In this section, the methods used to implement the gradient decent model ADAM coupled with TSUNAMI are discussed. Also, the challenge problems used to test if ADAM is a suitable optimization method for nuclear processes are introduced.

## Algorithm

The gradient descent model used in this analysis is the ADAM (Adaptive moment estimation) method. [7] The derivatives given by TSUNAMI are calculated using, Monte Carlo based methods, making them stochastic by nature. This means that the derivatives informing the gradient descent algorithm are noisy and have an associated uncertainty. The previously used Interior Point Method does not account for uncertainty or noise, meaning the gradient was assumed to be exact. This requires long TSUNAMI run times else the resulting gradients are noisy. The use of ADAM intends to correct this issue due to the built-in accounting for uncertainty within the gradient. This allows for un-converged sensitivities to be used to optimize nuclear systems.

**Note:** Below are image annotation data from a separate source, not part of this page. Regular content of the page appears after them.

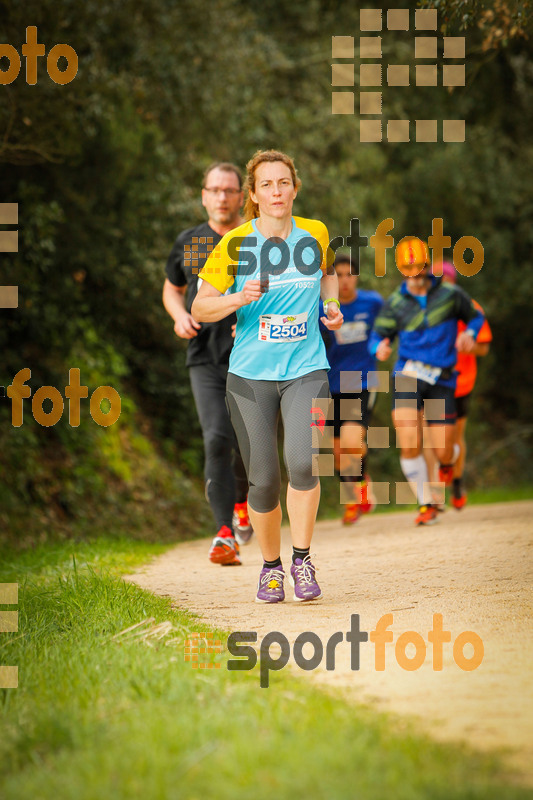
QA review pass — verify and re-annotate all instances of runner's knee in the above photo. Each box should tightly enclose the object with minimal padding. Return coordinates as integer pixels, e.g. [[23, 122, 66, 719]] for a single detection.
[[204, 431, 233, 462], [248, 475, 281, 514]]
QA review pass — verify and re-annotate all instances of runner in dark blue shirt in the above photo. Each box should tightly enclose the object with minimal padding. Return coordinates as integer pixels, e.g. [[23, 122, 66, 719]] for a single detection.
[[370, 236, 485, 525], [322, 255, 383, 525]]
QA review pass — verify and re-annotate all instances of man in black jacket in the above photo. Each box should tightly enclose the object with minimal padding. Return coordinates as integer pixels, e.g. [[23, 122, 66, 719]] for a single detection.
[[163, 162, 252, 566]]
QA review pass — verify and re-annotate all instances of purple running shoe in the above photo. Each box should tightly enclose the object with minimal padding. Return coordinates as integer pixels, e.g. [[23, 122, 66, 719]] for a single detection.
[[289, 556, 322, 600]]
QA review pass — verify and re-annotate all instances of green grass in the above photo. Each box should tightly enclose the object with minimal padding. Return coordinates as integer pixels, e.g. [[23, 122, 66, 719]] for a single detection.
[[0, 539, 533, 800]]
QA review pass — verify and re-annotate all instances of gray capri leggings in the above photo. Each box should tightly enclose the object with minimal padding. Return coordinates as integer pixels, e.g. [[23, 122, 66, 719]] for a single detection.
[[226, 370, 329, 513]]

The continuous energy version TSUNAMI-3D [3–6] is used to calculate eigenvalue and reaction sensitivities for constructing the gradients used in the analysis. This version of TSUNAMI-3D provides 2 methods to calculate sensitivity of k-eigenvalue: Iterative Fission Probability (IFP) and Contribution-Linked eigenvalue sensitivity/Uncertainty estimation via Tracklength importance CHaracterization (CLUTCH). The IFP method calculates the adjoint-weighted tally and the importance for future generations, based on neutron population. The CLUTCH method uses an importance function and determines sensitivity through number of fission neutrons created by a collision [10]. The IFP method is used for the optimization of \({k}_{eff}\) because it requires less neutron histories to be used and therefore allows us to use very un-converged sensitivities with fast run times to build the gradient for each step. The sensitivity of the reaction rate is calculated using general perturbation theory through the GEneralized Adjoint Responses in Monte Carlo (GEAR-MC) method which uses both the CLUTCH and IFP methods [11]. This method calculates the generalized importance function as a sum of intergenerational (IFP) and intragenerational (CLUTCH) effects. The sensitivities for both \({k}_{eff}\) and reaction rate are given as functions of the macroscopic cross section of the material. The sensitivity with respect to the macroscopic cross section can be used as a density sensitivity because the macroscopic cross section is the product of material number density and microscopic cross section. In this work, microscopic cross sections and molar mass are assumed to be known for a given material, resulting in the following relationship between macroscopic cross section and the mass density of the material:

$${\Sigma }=N*\sigma =\frac{{N}_{A}}{M}\rho *\sigma$$

where N is the number density, \(\sigma\) is the total microscopic cross section, \({N}_{A}\) is Avogadro’s number, M is the molar mass, and \(\rho\) is the mass density of a material – the physical design parameter that is varied for optimization.

## Challenge problems

Four challenge problems are proposed to test the use of TSUNAMI to build a gradient for the ADAM method. Challenge problems one, two and three mirror the challenge problems developed in the first publication [2]. The set-up is a 55 cm x 55 cm 2-dimensional, un-reflected system. This geometry is then discretized into pixels, with the material being constant within each pixel. The material for each pixel is allowed to be a fixed homogenous mixture of UO2 (at 3% enrichment) and H2O. The density of this mixture in each pixel is varied as parameter for optimization. This mixture is a ratio of 1 \(\text{U}{\text{O}}_{2}\) to 3.4 \({\text{H}}_{2}\text{O}\). The SCALE material card is reported in the additional information section.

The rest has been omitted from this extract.